Jessica Metcalf, Olivia Roth and Andrea Graham
How might immune function shape aging, the increases in mortality and declines in fertility experienced at late ages by organisms across the tree of life? Classic evolutionary theory tells us that features that increase early life survival (or fertility) at the expense of later survival (or fertility) should spread within populations: such features will increase fitness simply as a result of the rarity of older individuals. But placing immune function within this framework is challenging. The immune system must balance being extremely reactive to threats ranging from infections to cancer, yet also amenable to being rapidly shut down, since many aspects of immune function, from inflammation to auto-immunity, are dangerous to the host. The interdependent, highly responsive immune system that has evolved to meet these challenges makes it hard to identify or interpret the associated trade-offs governing outcomes in early vs. late life. Indeed, for some phenomena associated with immunity, the exact opposite pattern to the expected “increased early survival at the expense of late survival” is observed. For example, early pathogen exposure (with concomitant risk of early mortality) could shape the immune system’s ability to learn to ‘curb’ itself (thus reducing the risk of late life mortality).

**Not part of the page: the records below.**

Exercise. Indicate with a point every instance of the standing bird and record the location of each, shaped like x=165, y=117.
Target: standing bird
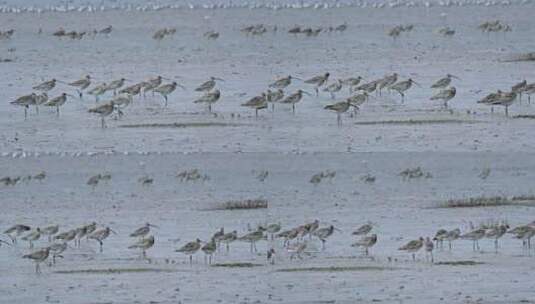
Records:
x=81, y=84
x=57, y=102
x=294, y=98
x=413, y=246
x=143, y=244
x=429, y=246
x=333, y=88
x=16, y=230
x=45, y=86
x=443, y=82
x=166, y=89
x=403, y=86
x=32, y=236
x=25, y=101
x=190, y=249
x=209, y=249
x=208, y=85
x=38, y=257
x=318, y=81
x=366, y=242
x=323, y=234
x=445, y=95
x=339, y=108
x=209, y=98
x=257, y=103
x=142, y=231
x=103, y=111
x=100, y=235
x=50, y=231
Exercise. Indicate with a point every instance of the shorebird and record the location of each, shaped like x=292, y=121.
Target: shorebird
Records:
x=32, y=236
x=50, y=231
x=272, y=229
x=25, y=101
x=208, y=85
x=228, y=238
x=474, y=236
x=318, y=81
x=143, y=244
x=339, y=108
x=100, y=235
x=351, y=82
x=297, y=249
x=429, y=246
x=294, y=98
x=209, y=249
x=505, y=99
x=363, y=230
x=443, y=82
x=16, y=230
x=366, y=242
x=496, y=233
x=402, y=86
x=387, y=81
x=45, y=86
x=116, y=84
x=209, y=98
x=98, y=90
x=66, y=236
x=333, y=88
x=253, y=237
x=323, y=234
x=103, y=111
x=413, y=246
x=81, y=84
x=166, y=89
x=282, y=83
x=57, y=102
x=257, y=103
x=57, y=249
x=190, y=249
x=445, y=95
x=38, y=257
x=142, y=231
x=288, y=235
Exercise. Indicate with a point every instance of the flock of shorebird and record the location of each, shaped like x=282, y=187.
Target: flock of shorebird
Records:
x=359, y=93
x=294, y=239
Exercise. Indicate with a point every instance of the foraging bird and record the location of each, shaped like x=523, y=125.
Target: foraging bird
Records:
x=413, y=246
x=209, y=98
x=45, y=86
x=100, y=235
x=143, y=244
x=190, y=249
x=207, y=85
x=443, y=82
x=257, y=103
x=294, y=98
x=81, y=84
x=445, y=95
x=339, y=108
x=50, y=231
x=366, y=242
x=403, y=86
x=142, y=231
x=15, y=231
x=318, y=81
x=38, y=257
x=25, y=101
x=103, y=111
x=363, y=230
x=323, y=234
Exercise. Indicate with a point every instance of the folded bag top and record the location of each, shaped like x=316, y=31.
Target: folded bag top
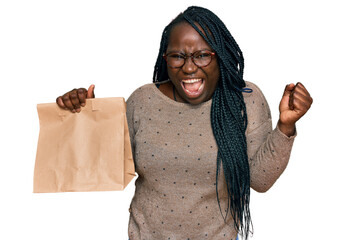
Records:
x=86, y=151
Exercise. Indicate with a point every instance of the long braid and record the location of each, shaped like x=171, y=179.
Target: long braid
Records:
x=228, y=110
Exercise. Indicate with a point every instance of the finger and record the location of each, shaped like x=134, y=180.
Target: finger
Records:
x=300, y=107
x=60, y=102
x=75, y=100
x=67, y=102
x=90, y=93
x=82, y=92
x=302, y=95
x=288, y=89
x=300, y=88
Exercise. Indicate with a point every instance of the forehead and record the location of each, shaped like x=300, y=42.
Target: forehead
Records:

Sex differences in immune function provide a potentially powerful probe of how trade-offs affecting immune function play out across the life course, and thus affect aging. Differences in ‘competing’ and ‘caring’ between the sexes have evolved repeatedly. A range of theoretical models of how this should affect immune function have been developed. Each of these framings, from quantitative predictions (with males typically the ‘weaker’ sex) to qualitative predictions (with females more tolerant, or with greater abilities of pathogen discrimination) have implications for the evolution of aging. Outcomes may be further modulated by host specific features of biology, from transfer of immune protection across generations (via parental antibodies) to the unique challenges faced by mammalian hosts during pregnancy. Empirical data, and particularly longitudinal measurements of immune function in both sexes, in tandem with careful theoretical framing of expectations of evolutionary outcomes, have the potential to allow us to break new ground in this important area.